Note: The classes used in this data set do not include independent studies classes, ungraded discussion/lab secondary sections, or classes taught in the Summer term. UC Berkeley Class Size statistics
1.2 Popular Degrees
In the 2023-2024 academic year, close to half of all undergraduate degrees at Berkeley were awarded to students in the 10 largest major programs. The top five (in decreasing order of number of degrees awarded) are CDSS Computer Science, Data Science, Economics, MCB, and EECS. What are the next five?
Answer
Business Administration (425), Political Science (403), Psychology (359), Sociology (273), and Media Studies (258). The number of students in the top five largest programs are as follows: CDSS Computer Science (891), Data Science (846), Economics (678), MCB (637), and EECS (510). UC Berkeley Demographic statistics
1.3 Healthy Living
“Life expectancy at birth” (LEB) measures roughly how many years a newborn baby is expected to live, and is a commonly used metric to quantify the health of a population. What two states would you expect to have the highest LEBs among all states in the US?
Answer
Hawaii (81.3) and California (80.9), but there is some uncertainty in these predictions. Connecticut and Minnesota are at 80.8. United States Life Expectancy statistics table
1.4 WorldWide
Picking from the list of numbers below, fill in the numbers that you expect to be the closest to the 2022 LEB of the United States as well as the world.
69 71 73 75 77 79
United States: ________ World: ________
Answer
United States: 76.4, World: 71. World Health Organization Life Expectancy statistics
As we saw in the discussion questions, not all data problems are the same. A key distinction in data science is whether we are working with complete or incomplete information.

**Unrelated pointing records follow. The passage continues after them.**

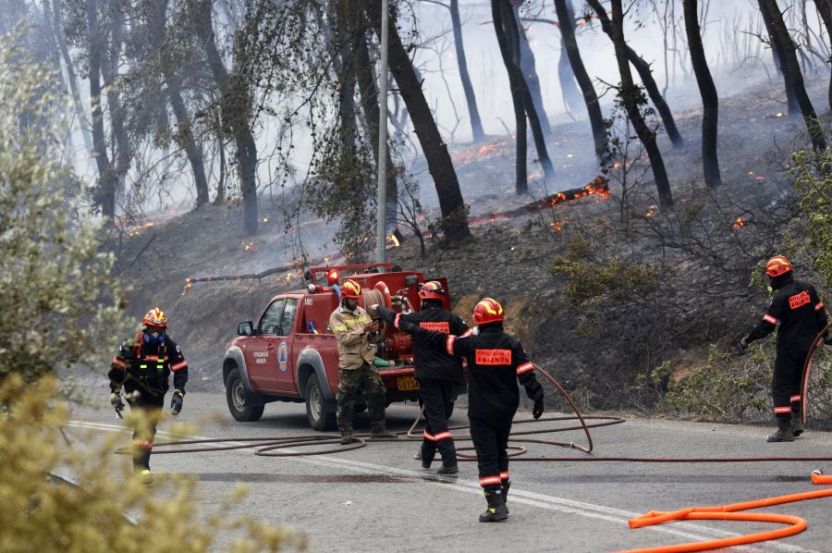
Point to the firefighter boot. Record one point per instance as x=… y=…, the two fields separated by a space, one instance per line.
x=427 y=453
x=496 y=511
x=783 y=434
x=448 y=452
x=448 y=469
x=347 y=437
x=377 y=432
x=505 y=487
x=797 y=425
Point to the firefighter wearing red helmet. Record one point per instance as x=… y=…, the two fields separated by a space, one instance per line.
x=355 y=333
x=797 y=308
x=143 y=367
x=436 y=371
x=496 y=361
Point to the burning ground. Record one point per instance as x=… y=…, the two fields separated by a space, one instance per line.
x=603 y=289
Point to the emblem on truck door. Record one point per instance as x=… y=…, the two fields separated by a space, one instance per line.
x=283 y=356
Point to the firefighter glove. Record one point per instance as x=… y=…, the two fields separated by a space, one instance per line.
x=742 y=345
x=116 y=402
x=176 y=402
x=407 y=326
x=537 y=411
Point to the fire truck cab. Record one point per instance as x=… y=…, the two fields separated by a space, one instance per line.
x=290 y=354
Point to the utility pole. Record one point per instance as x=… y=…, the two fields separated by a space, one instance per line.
x=381 y=202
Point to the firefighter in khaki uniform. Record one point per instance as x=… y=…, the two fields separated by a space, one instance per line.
x=496 y=361
x=353 y=331
x=143 y=367
x=796 y=306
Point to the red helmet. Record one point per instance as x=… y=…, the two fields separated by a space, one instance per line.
x=778 y=265
x=155 y=317
x=488 y=311
x=432 y=290
x=350 y=289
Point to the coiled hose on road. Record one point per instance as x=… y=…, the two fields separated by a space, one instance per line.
x=287 y=446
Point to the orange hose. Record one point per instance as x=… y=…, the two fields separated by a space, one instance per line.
x=735 y=511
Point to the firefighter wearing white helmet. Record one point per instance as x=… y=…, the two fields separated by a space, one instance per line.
x=436 y=371
x=798 y=310
x=496 y=361
x=355 y=333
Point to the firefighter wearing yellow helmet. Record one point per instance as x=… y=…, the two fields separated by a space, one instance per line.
x=496 y=361
x=142 y=369
x=798 y=310
x=355 y=333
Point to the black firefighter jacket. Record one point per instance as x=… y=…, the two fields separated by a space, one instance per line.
x=431 y=362
x=146 y=367
x=797 y=308
x=496 y=361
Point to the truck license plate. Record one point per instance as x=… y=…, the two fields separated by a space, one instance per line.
x=407 y=384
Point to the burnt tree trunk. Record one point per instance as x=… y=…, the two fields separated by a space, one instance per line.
x=528 y=67
x=454 y=217
x=109 y=70
x=646 y=75
x=72 y=77
x=368 y=91
x=825 y=10
x=596 y=118
x=505 y=23
x=777 y=54
x=467 y=87
x=234 y=110
x=792 y=73
x=568 y=86
x=184 y=135
x=630 y=96
x=521 y=181
x=106 y=193
x=710 y=99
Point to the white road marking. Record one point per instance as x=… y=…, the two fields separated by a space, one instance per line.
x=685 y=530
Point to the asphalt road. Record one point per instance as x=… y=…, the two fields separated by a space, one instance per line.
x=379 y=499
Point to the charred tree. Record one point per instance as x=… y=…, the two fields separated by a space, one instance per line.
x=107 y=179
x=521 y=181
x=72 y=77
x=791 y=71
x=646 y=75
x=777 y=56
x=508 y=38
x=454 y=217
x=185 y=137
x=235 y=102
x=368 y=92
x=631 y=97
x=109 y=70
x=825 y=10
x=596 y=119
x=529 y=68
x=467 y=87
x=710 y=99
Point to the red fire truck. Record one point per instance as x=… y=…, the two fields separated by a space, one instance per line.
x=290 y=354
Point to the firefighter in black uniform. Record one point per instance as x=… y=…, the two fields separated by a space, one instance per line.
x=796 y=306
x=496 y=361
x=436 y=371
x=143 y=366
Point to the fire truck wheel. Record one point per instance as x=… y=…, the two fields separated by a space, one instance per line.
x=318 y=412
x=239 y=403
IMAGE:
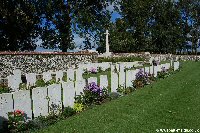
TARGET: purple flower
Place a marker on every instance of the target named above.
(93, 70)
(94, 88)
(163, 69)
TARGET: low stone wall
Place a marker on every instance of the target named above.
(160, 56)
(37, 62)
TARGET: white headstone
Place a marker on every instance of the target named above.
(31, 79)
(103, 81)
(46, 76)
(79, 74)
(114, 82)
(40, 101)
(13, 83)
(17, 73)
(151, 60)
(70, 74)
(176, 66)
(147, 70)
(151, 69)
(59, 75)
(171, 63)
(156, 70)
(79, 86)
(92, 79)
(6, 105)
(122, 78)
(54, 94)
(22, 101)
(114, 77)
(159, 67)
(107, 43)
(167, 66)
(68, 94)
(130, 77)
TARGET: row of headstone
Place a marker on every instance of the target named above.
(41, 102)
(176, 65)
(46, 99)
(125, 79)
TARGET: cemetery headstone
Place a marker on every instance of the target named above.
(47, 76)
(114, 77)
(40, 101)
(70, 74)
(92, 79)
(79, 86)
(68, 94)
(22, 101)
(54, 95)
(6, 105)
(147, 70)
(79, 73)
(13, 83)
(59, 75)
(103, 81)
(31, 79)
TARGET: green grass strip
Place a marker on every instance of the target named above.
(173, 102)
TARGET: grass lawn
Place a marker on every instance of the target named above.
(170, 103)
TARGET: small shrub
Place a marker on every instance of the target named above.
(99, 69)
(141, 79)
(64, 78)
(22, 86)
(163, 73)
(16, 121)
(124, 91)
(4, 89)
(68, 111)
(92, 94)
(114, 95)
(93, 70)
(52, 81)
(78, 107)
(40, 83)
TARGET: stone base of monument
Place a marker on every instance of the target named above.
(108, 54)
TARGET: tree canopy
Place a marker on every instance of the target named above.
(158, 26)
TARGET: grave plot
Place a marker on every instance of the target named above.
(70, 74)
(103, 81)
(68, 93)
(31, 79)
(79, 86)
(40, 101)
(92, 79)
(6, 105)
(22, 101)
(54, 97)
(114, 77)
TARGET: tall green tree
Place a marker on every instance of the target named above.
(18, 25)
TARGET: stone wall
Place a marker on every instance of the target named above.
(147, 56)
(37, 62)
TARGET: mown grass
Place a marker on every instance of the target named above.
(169, 103)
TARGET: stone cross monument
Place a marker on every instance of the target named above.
(108, 53)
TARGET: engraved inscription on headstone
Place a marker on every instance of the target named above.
(54, 95)
(40, 101)
(68, 93)
(22, 101)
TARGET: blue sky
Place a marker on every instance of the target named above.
(78, 41)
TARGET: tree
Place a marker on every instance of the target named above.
(63, 18)
(18, 25)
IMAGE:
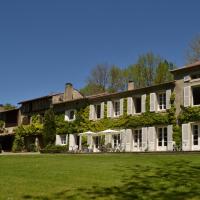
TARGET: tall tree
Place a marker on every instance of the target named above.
(8, 106)
(148, 63)
(163, 72)
(99, 76)
(193, 51)
(49, 130)
(116, 79)
(97, 82)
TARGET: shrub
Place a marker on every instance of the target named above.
(55, 149)
(18, 144)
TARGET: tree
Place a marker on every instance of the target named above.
(99, 76)
(8, 106)
(49, 130)
(193, 51)
(91, 88)
(148, 63)
(97, 82)
(116, 79)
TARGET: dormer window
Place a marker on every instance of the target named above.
(70, 115)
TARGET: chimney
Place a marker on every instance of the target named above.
(68, 94)
(130, 85)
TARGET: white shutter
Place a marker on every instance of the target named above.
(129, 106)
(67, 115)
(151, 138)
(91, 114)
(187, 96)
(143, 99)
(168, 96)
(123, 139)
(89, 140)
(72, 141)
(106, 139)
(186, 134)
(121, 106)
(102, 110)
(109, 109)
(128, 139)
(144, 138)
(152, 102)
(187, 78)
(58, 140)
(170, 137)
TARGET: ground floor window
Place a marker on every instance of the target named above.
(138, 138)
(99, 141)
(117, 140)
(195, 135)
(63, 139)
(162, 136)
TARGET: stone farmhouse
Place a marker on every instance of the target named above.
(163, 117)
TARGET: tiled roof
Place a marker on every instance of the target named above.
(187, 67)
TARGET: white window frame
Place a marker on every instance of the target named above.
(67, 115)
(164, 138)
(162, 105)
(135, 105)
(137, 144)
(95, 111)
(63, 140)
(117, 140)
(116, 114)
(196, 146)
(191, 92)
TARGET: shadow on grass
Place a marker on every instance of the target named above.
(175, 181)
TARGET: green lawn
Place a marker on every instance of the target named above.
(113, 176)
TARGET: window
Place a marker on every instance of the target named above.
(195, 134)
(138, 105)
(196, 95)
(162, 137)
(70, 115)
(99, 141)
(63, 139)
(98, 111)
(195, 76)
(138, 138)
(116, 108)
(117, 140)
(162, 101)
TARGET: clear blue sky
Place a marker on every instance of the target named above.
(44, 44)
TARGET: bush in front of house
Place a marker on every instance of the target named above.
(55, 149)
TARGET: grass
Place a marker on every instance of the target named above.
(113, 176)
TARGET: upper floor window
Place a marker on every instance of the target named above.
(162, 101)
(196, 95)
(97, 111)
(70, 115)
(116, 107)
(63, 139)
(195, 76)
(138, 104)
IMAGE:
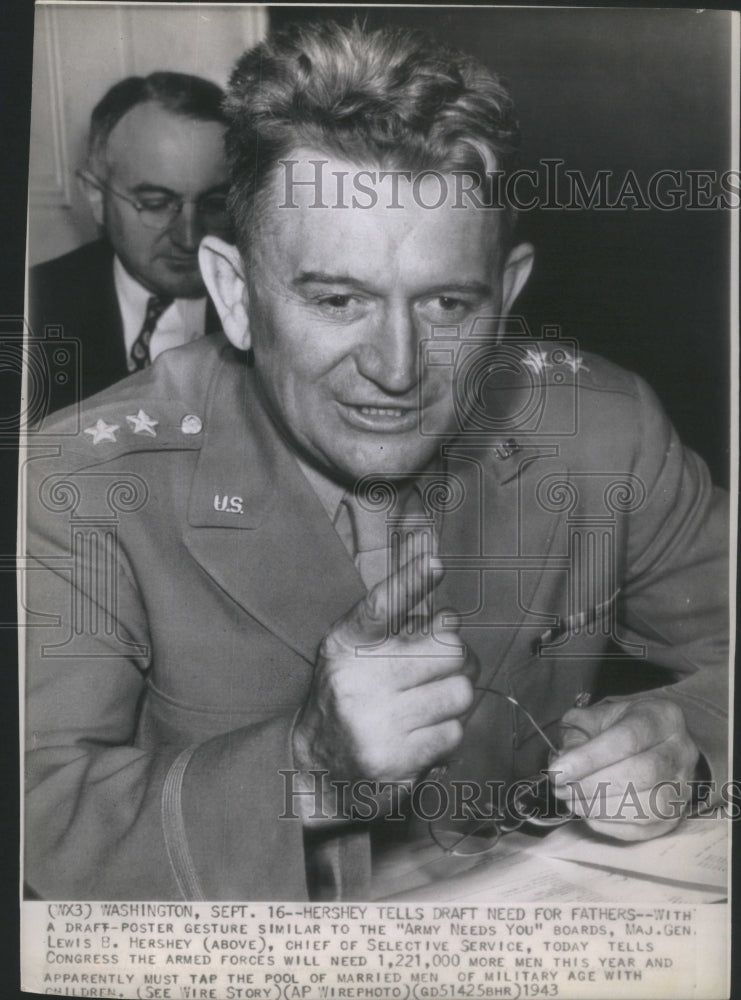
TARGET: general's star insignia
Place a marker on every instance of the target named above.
(575, 364)
(537, 360)
(101, 431)
(143, 424)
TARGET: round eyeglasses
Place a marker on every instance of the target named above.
(159, 211)
(528, 801)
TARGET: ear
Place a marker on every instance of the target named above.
(516, 271)
(223, 274)
(94, 194)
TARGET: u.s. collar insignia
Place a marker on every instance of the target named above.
(141, 423)
(101, 431)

Complete Information: Exact Answers
Some questions, like the ones about UC Berkeley, have precise, factual answers. This is because they are based on complete information—a full dataset for a specific time period. We can look up the data and know the answer without error.
- Clarification for the Class Size Question: For this problem, we are looking at the average size of all undergraduate Berkeley classes. The data does not include independent studies, ungraded discussion/labs, or Summer term classes.
Even when the final answer isn’t a number (like a list of popular degrees), it’s still derived from sorting and analyzing this complete set of numerical data.
Incomplete Information: Estimated Answers
Other questions, like those about life expectancy (LEB), require estimates. We are working with incomplete information because we can’t know exactly how long every person will live. The answers are estimates, which means they contain some uncertainty.
Let’s take a closer look at this idea of uncertainty using the LEB example. A news headline might confidently state that Hawaii’s LEB (81.3 years) is higher than California’s (80.9 years). These single numbers are called “point estimates.”
However, the scientific study behind the headline knows there is uncertainty and reports a range of plausible values (an interval) to reflect this:
- California’s LEB: 79.9 to 81.9 years
- Hawaii’s LEB: 80.6 to 81.9 years
Notice how much those ranges overlap. It’s possible that the true value for California is 81.5 and for Hawaii is 80.9. Because the ranges of plausible values overlap, we can’t be 100% certain which state is higher.
The key takeaway is this: The world is often fuzzy, and real data has uncertainty. A huge part of Data Science is learning how to quantify that uncertainty and interpret data carefully!